- Born: Laurie Wirt
- Died: June 26, 2006 (aged 47–48) Colorado, U.S.
- Scientific career
- Fields: Hydrology; Aquatic Geochemistry;
- Workplaces: U.S. Geological Survey

= Laurie Wirt =

American scientist working in the fields of hydrology and hydrogeology

Laurie Wirt (1958–2006) was an American scientist working in the fields of hydrology and aquatic geochemistry. She was an activist for water conservation, and was particularly known for her advocacy in the Upper Verde River in Arizona, where she fought against groundwater pumping that threatened river flows. Her research at the U.S. Geological Survey laid out the impacts of pipeline development on aquifers and river flows, and was described as a "Bible for opponents of the pipeline plan ".

== Life ==
Laurie Wirt was born in 1958 and raised in Boylston, Massachusetts. From 1997, she lived in Boulder, Colorado, with her husband, Kirk Vincent.

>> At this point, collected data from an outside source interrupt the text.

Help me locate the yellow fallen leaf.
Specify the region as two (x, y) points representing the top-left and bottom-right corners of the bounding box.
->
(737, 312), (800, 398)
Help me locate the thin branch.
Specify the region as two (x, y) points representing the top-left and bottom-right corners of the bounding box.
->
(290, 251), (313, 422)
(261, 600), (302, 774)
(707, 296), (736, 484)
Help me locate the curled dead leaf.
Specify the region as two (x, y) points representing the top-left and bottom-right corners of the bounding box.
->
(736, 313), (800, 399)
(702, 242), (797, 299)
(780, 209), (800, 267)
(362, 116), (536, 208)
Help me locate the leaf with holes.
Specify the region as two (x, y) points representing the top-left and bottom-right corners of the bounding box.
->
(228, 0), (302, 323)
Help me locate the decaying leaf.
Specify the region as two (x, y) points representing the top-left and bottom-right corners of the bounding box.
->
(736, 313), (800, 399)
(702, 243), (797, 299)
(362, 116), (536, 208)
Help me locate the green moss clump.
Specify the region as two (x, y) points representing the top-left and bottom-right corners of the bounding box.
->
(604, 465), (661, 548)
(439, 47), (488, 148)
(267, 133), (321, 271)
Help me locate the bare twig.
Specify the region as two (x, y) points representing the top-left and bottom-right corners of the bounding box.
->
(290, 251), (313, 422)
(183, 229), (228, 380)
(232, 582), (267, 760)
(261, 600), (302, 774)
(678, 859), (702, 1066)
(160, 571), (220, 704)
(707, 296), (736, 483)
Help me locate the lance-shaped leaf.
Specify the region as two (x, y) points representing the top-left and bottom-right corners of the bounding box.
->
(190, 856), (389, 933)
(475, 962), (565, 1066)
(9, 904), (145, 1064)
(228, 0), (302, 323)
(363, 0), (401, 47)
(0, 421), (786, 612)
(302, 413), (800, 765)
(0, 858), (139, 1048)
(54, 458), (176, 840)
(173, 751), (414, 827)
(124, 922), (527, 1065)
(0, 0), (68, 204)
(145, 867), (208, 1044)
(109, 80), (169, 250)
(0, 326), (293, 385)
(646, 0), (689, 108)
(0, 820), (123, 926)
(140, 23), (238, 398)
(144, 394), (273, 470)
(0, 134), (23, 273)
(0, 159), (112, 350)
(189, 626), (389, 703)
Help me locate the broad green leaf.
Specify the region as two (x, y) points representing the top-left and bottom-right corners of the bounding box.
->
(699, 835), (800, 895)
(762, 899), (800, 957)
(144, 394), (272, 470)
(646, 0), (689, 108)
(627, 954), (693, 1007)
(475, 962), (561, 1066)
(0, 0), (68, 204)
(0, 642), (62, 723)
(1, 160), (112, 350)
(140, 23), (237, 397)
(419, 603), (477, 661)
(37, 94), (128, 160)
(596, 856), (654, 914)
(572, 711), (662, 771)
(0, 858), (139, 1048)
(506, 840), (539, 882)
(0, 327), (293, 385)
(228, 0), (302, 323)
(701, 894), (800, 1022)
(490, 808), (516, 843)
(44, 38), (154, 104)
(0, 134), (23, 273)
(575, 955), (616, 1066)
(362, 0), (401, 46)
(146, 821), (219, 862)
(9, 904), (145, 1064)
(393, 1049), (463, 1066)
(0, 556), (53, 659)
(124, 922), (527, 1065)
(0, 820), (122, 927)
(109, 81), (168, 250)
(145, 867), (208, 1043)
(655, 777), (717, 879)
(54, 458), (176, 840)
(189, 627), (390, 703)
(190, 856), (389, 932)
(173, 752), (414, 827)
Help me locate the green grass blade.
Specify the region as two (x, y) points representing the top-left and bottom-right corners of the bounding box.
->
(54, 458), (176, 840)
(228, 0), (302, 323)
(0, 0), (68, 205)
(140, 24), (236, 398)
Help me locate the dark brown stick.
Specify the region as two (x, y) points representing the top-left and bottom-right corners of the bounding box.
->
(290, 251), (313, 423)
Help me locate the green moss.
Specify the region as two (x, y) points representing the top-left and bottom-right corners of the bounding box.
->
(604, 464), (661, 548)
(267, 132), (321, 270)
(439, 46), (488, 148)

She died on June 26, 2006, in a kayaking accident on the Cache la Poudre River in Colorado. The American Whitewater Accident Database provides a record of the accident. Her death was reported by Southwest Hydrology magazine.

== Education ==
Wirt gained her bachelor's degree in geology from Amherst College and her master's degree in geosciences from the University of Arizona. Her senior research thesis was on the topic of how the Connecticut River was affected by artificial water flow patterns introduced by hydroelectric pump storage and release.

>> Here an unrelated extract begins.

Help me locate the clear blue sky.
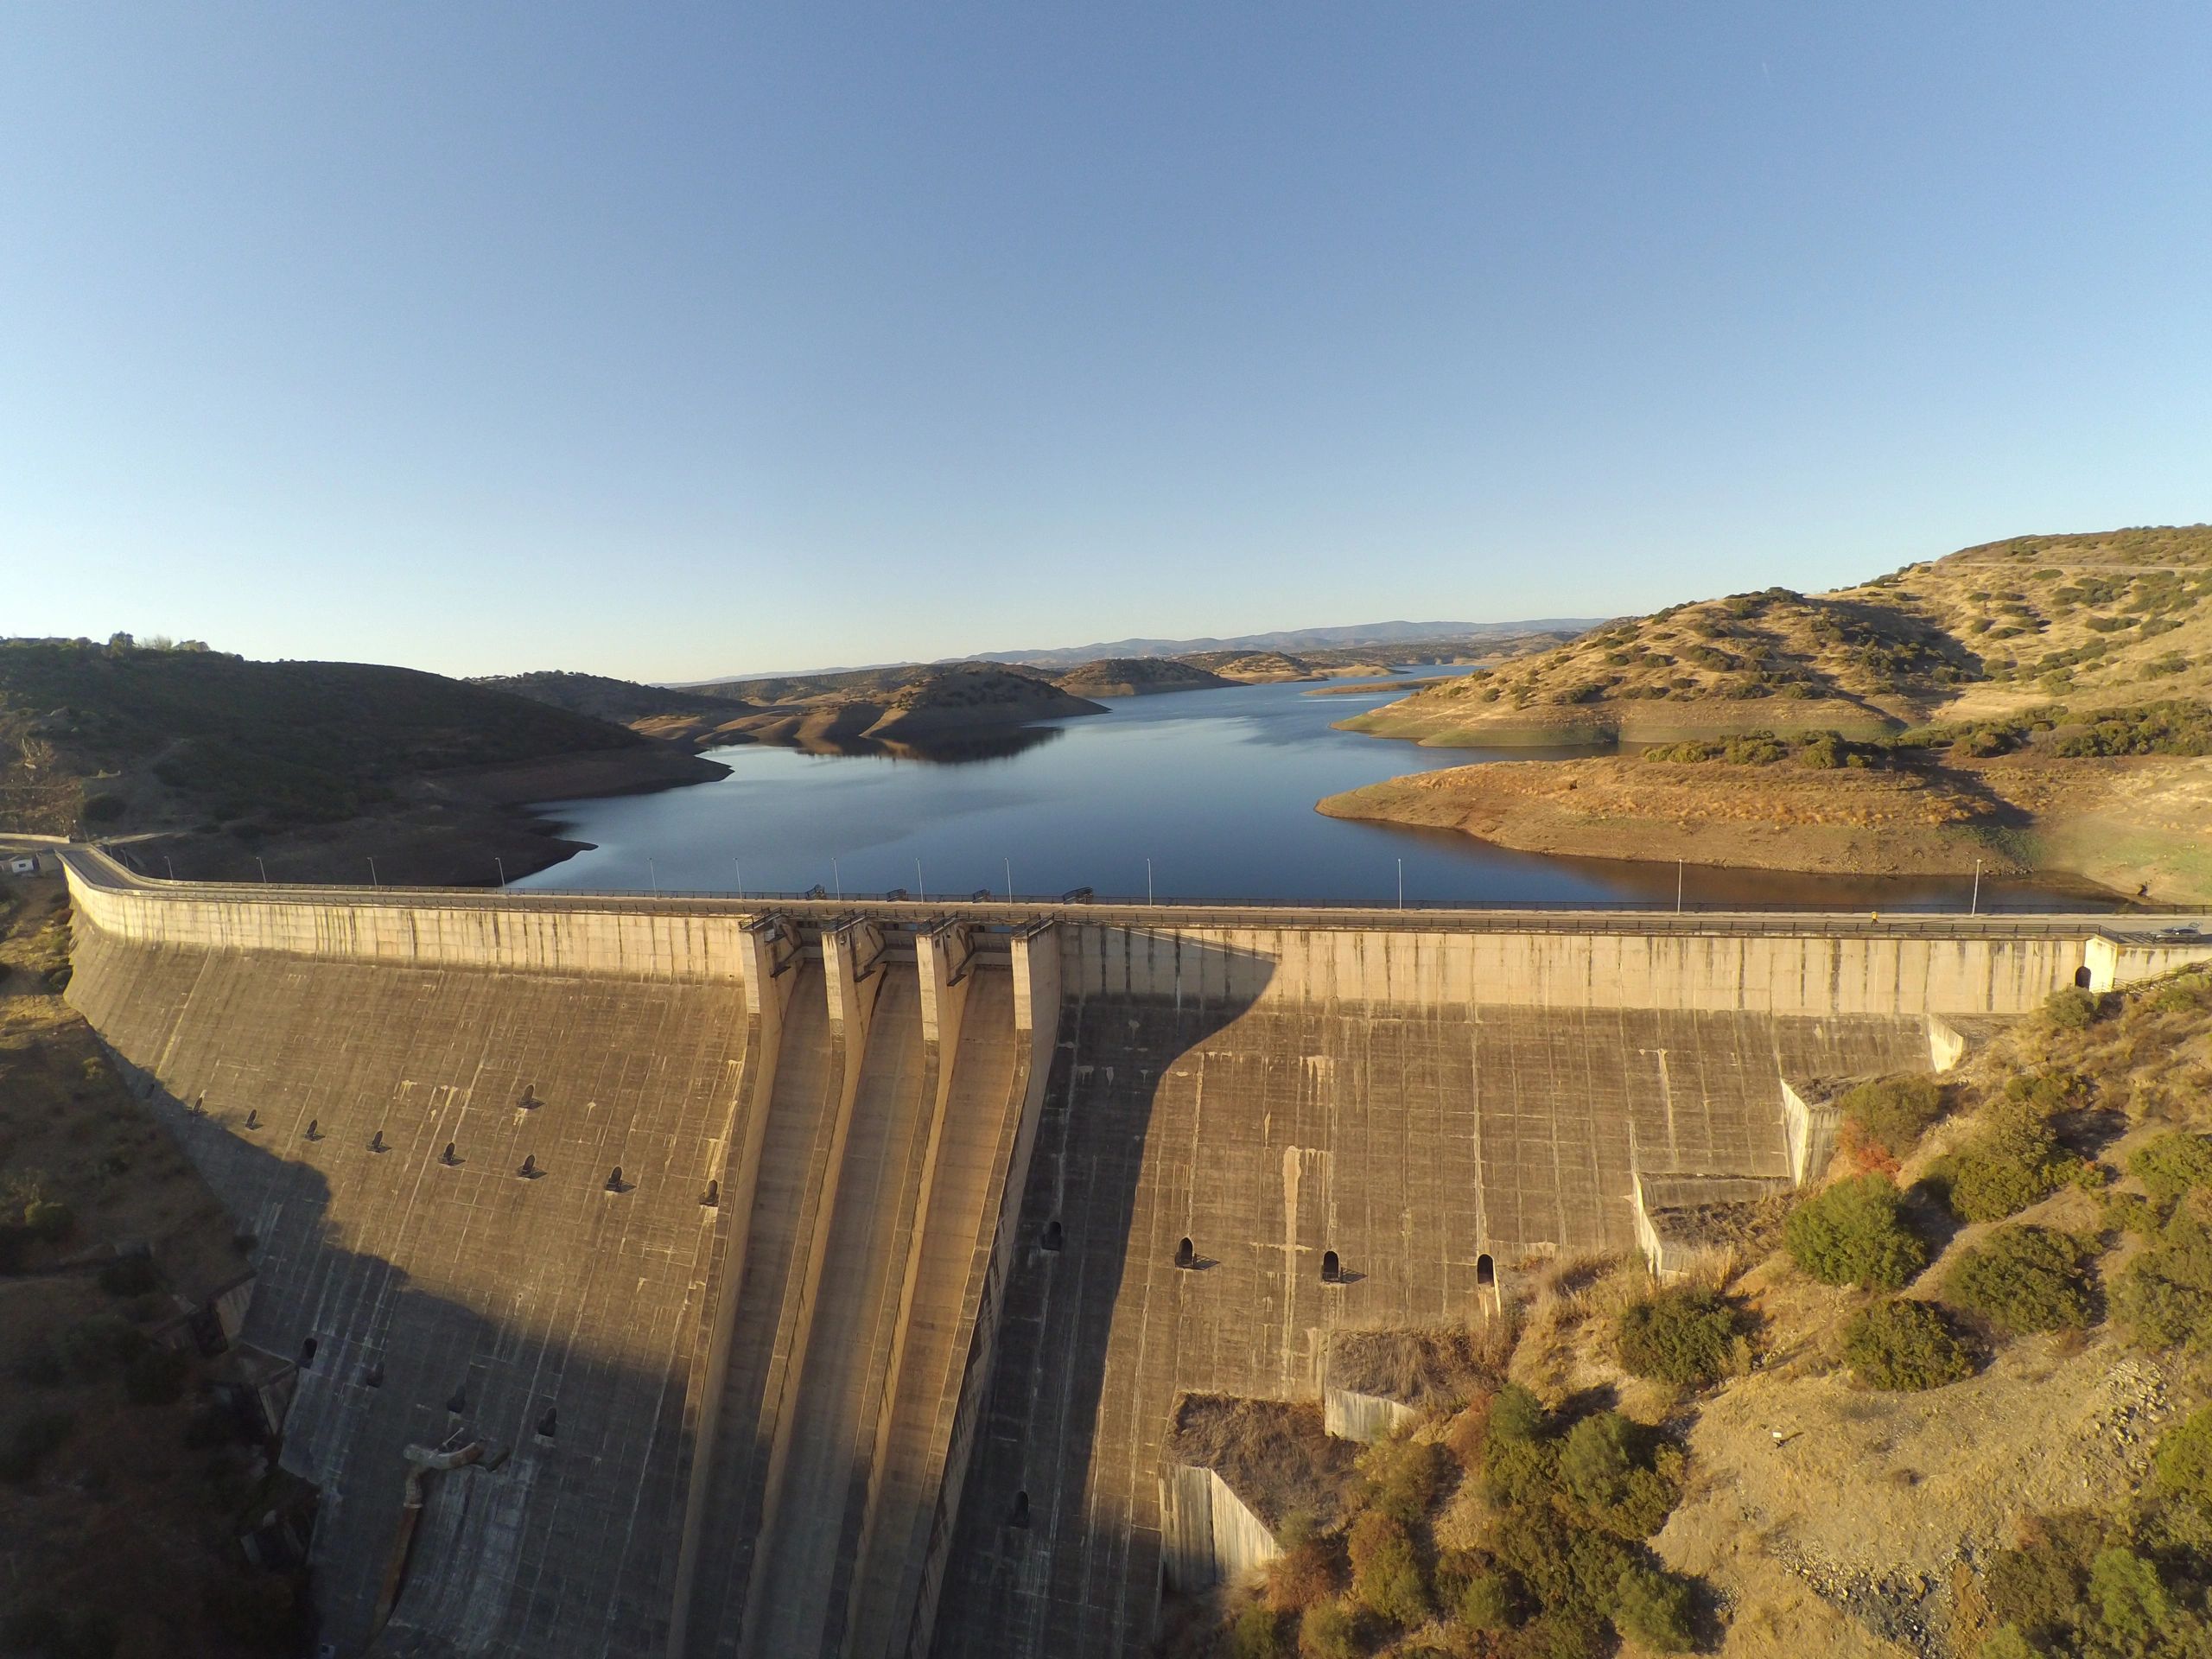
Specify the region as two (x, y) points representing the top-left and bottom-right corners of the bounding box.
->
(5, 3), (2208, 681)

== Research and advocacy ==
Wirt worked as a hydrologist at the U.S. Geological Survey, in Tucson, Arizona, and Denver, Colorado.

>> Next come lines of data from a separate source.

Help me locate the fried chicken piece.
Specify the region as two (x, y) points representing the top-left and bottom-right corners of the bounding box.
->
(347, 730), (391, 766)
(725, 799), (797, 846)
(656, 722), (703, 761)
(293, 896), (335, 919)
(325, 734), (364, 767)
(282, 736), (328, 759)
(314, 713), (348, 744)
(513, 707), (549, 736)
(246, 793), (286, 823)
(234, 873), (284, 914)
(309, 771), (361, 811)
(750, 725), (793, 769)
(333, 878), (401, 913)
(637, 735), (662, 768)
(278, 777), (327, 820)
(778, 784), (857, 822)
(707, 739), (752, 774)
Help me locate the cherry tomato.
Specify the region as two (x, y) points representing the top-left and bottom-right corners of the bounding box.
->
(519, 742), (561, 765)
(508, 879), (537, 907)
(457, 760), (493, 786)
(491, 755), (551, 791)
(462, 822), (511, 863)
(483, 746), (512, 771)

Shw was best known for her activist approach, supported by her research findings, and her advocacy included regularly meeting with citizen groups. In particular, she campaigned to preserve the Upper Verde River in Arizona, where river flows were at risk from a planned pipeline project to pump water from the Big Chino basin to provide water to the city of Prescott, Arizona.

Wirt's research at USGS laid out the impacts of the pipeline on the Upper Verde River. Her 2005 report "Sources of Base Flow in the Upper Verde River", was described as the "Bible for opponents of the pipeline plan" by The Arizona Republic newspaper. The report used chemical analysis of the water in the springs feeding the river to conclude that up to 86 percent of the Upper Verde comes from the Big Chino. The report drew on Wirt's previous report, co-authored with retired USGS hydrologist Win Hjalmarson, that established the figure as approximately 80 percent.

Wirt's work and conclusions that drawing down the aquifer would devastate the river were disputed and opposed by developers. A detailed account of her part in the campaign is given in the High Country News article "The Battle for the Verde".